Her hard-drinking, hard-cursing Nana (Oscar winner Ellen Burstyn) made her tough and drove her to compete. So when her spot in the flight line is threatened and her affair means more to her than the swinging “action figure,” the woman who lives for checklists, planning, rattling through spacesuit prep and mission prep lists as she jogs, tumbles into another plan, another mission.
Portman makes a more convincing ballerina than astronaut. Space suits make even the bulkiest of us look like sticks stuffed into a Michelin Man suit. But she’s such an interesting actress she makes you forget the petite sprite lined up with other NASA Type As.
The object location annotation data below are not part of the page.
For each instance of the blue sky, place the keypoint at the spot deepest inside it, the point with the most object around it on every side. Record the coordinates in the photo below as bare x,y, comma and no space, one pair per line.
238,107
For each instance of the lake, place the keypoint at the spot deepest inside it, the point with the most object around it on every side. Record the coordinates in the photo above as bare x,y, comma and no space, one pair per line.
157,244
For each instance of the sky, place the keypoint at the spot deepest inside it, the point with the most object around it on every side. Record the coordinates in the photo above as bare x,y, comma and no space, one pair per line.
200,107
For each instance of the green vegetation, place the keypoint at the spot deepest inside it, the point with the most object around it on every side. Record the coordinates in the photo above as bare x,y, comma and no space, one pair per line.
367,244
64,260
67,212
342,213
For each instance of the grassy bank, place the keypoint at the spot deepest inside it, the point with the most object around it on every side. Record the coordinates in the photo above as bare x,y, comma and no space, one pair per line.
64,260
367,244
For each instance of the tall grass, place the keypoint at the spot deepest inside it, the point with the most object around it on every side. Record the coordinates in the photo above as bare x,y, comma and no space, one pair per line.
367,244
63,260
The pairing with Hamm is similarly out of proportion. But Portman brings an intimidating intensity to Lucy that makes him shrink in her presence in the later sccenes.
“I’m Good. A-OK. All systems are GO!”
Never has “The Right Stuff” seemed so wrong.
Hawley overwhelms the movie as the story takes on clutter it doesn’t need, and that includes extraneous characters. And I could have done with a lot fewer overhead views. Lucy’s fascination with butterflies coming out of their crysalis is a metaphor that doesn’t neatly fit here.
But the funereal pacing suggests they were sure they had a movie of weight and awards season importance on their hands. On the page, the whole package probably looked that way.
Save for the TV show runner ham-handedly over-directing it all.
MPAA Rating: R for language and some sexual content.
Cast: Natalie Portman, Jon Hamm, Zazie Beetz, Dan Stevens, Tig Notaro and Elle Burstyn.
Credits: Directed by Noah Hawley, script by Elliott DiGuiseppi, Brian C. Brown and Noah Hawley. A Fox Searchlight release.